Se Erich Fromm estiver certo e a desobediência, como ato de liberdade, for mesmo o princípio da razão, aqueles que estiveram ontem sob o ataque do braço armado do Estado não são uma elite de encastelados, agora enclausurados, acoados, reprimidos. Simplesmente explodiram, irradiando uma universidade que quer ser, inclusive, democrática!
Em nome da democracia, os militares deram o golpe em 1964, dizendo perpetrar uma “revolução” que garantiria a vigência de instituições democráticas, mantendo o mais autocrático regime que nossa história política já registrou.
Em nome da democracia, medidas autocráticas tratoram hoje conquistas historicamente sangradas pelos de baixo.
É a retórica de sua defesa permite negá-la, contradizê-la e, por fim, distribuí-la a poucos.
Se a Atenas clássica outorgava cidadania a quem preenchesse certos critérios (ser livre, nativo, homem, adulto); numa sociedade de classes, a democracia (esta “Santa D’Altar”, como disse Saramago), obedece à estratificação derivada da divisão do trabalho social, fazendo de poucos cidadãos e, de muitos, cidadãos abstratos.
Somos livres então?
Para poucos, liberdade e democracia são garantidas pelos cacetetes e bombas do braço armado do Estado.
Rodrigo Medina Zagni
Historiador (FFLCH/USP)
Doutorando (PROLAM/USP)
Acabou o glamour! A universidade, embora tenha sua renda per capta mais elevada, está tão proletarizada quanto vários outros cantos. As bombas e cacetetes são treinamento para quando forem professores e trabalhadores em outros cantos.
Notem: o secretário de Segurança Pública atual foi secretário de Administração Penitenciária e gosta de dar umas pauladas.
É uma sociedade em que se colocou todos sob suspeição, onde todos são tratados como possíveis bandidos pelas empresas e pelo Estado, onde a população é mantida silenciada na base do porrete ou da guetificação das cidades dormitório, das periferias. No meio disso tudo, porrada na USP não é novidade.
O regime da força trabalha em prol das duas éticas existentes. Dos trabalhadores e simples cidadãos não se pode esperar senão honestida, justica, trabalho, produtividade, idoneidade. Para os governantes, empresários, fazendeiros, atores e todos mais que fazem parte dos escolhidos nada é proibido, tudo é aceito, tudo é arranjado.
Quem organizava o povo está agora no poder. Os novos oranizadores estão ainda em fase de gestação. Vão apanhar bastante ainda.

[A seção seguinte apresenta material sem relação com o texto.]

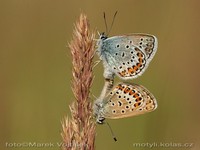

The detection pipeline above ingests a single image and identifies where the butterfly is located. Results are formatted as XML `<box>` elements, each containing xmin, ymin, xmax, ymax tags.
<box><xmin>93</xmin><ymin>82</ymin><xmax>157</xmax><ymax>124</ymax></box>
<box><xmin>96</xmin><ymin>33</ymin><xmax>158</xmax><ymax>80</ymax></box>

Eu acho que o movimento deu um tiro no pé quando os estudantes cercaram os PMs e começaram a gritar “Fora PM!”. Os caras são corporativistas pra burro, e fazer isso é xuxar a onça de vara curta. Acho que o movimento as vezes não sabe agir bem em relação à polícia.
Concordo que quando eles , policia, vem pra cima, tem mesmo que revidar na pedrada. Mas não pode dar mole assim, porque justifica a repressão!